I figured the IPX thing wasn't necessary, *but* enabled it and found something interesting. The remote machines at location #2 are now seeing (in the net neighborhood) all the machines from location #1, but *not* the machines at location #2. After enabling IPX/NetBEUI on one machine at location #2, that machine then could see *itself* in the net neighborhood where it *couldn't* before. What does *that* mean, I wonder?

Linksys is telling me that since I can ping all machines on either end of the tunnel successfully with both IP and name that this has *nothing* to do with the routers and is a more basic networking problem. They also specifically suggested not to upgrade firmware from where I'm at right now (1.40.3f on the VP41 and 1.44.11t on the SX41).

I do have the PDC noted in the LMHOSTS file as a PDC:
(192.168.2.100 MachineName #PRE #DOMomainName)
and that doesn't seem to make a difference. I also have entries for the domain name itself as per other threads I've read on this forum. Do I really need to be using LMHOSTS? Shouldn't WINS take care of things? Just curious, though I do have them both enabled currently. Since all the machines are static IP, I have them all listed explicitly in the LMHOSTS and also have tried both importing static mapping into the WINS server and letting it figure things out for itself.

Any other thoughts? Why would all machines at *both* locations see only location #1 machines in the net neighborhood, but *nobody* can see any location #2 machines, including themselves?

 

[markku]

Are the workgroups same both sides. Seeing Network neighbouhood depends also on OS and relies also on file and printer sharing enabled on machines.
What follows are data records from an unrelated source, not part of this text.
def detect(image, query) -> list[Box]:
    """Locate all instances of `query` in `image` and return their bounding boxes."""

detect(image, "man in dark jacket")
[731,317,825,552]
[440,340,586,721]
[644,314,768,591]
Upgrade the firmwares though.

You need lmhosts for domain logon. Try first logon as an administrator from remote machines. What is the operating system of your PDC?

 

[terapxl]

PDC is WinNT 4.0 Server, all workstations are Win2K (varying service packs). There are no "workgroups" anywhere on the network - all machines are set to log into a "domain" instead of a "workgroup." File and print sharing are enabled on all machines. I've tried logging in as Administrator from remote machines with no different results.
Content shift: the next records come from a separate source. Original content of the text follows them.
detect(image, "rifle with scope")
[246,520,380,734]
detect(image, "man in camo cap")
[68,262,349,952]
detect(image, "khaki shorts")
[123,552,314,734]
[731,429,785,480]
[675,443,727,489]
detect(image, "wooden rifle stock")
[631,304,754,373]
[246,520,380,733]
Does that help at all? Any ideas?

 

[markku]

You could try following in your remote machines LMHOSTS:

# LMHOSTS-file for domain logon

ip.of.dom.contr PDCmachinename #PRE #DOMOMAINNAME
ip.of.dom.contr "PDCmachinename \0x1B"
# 16 characters incl. spaces between brackets above


Should help with NT4 domain logon

 

[terapxl]

Actually, I already have exactly that line in there, except the PDCmachinename in line #2 is the domain name instead. I also have that same line with a \0x1C" at the end as line #3, based on other sample LMHOSTS I've seen in other threads. I honestly can't say I know what either of those actually *mean* but it would be helpful to know whether it should have the PDC name or the domain name after the quote mark for line #2? If it *is* the PDC name instead of the domain, maybe that's one of my problems with the LMHOSTS file. Should I have two copies of that line#2, one with the domain name and the other with the PDC name? I've understood most of the things about the LMHOSTS file up until this particular addition. Any thoughts?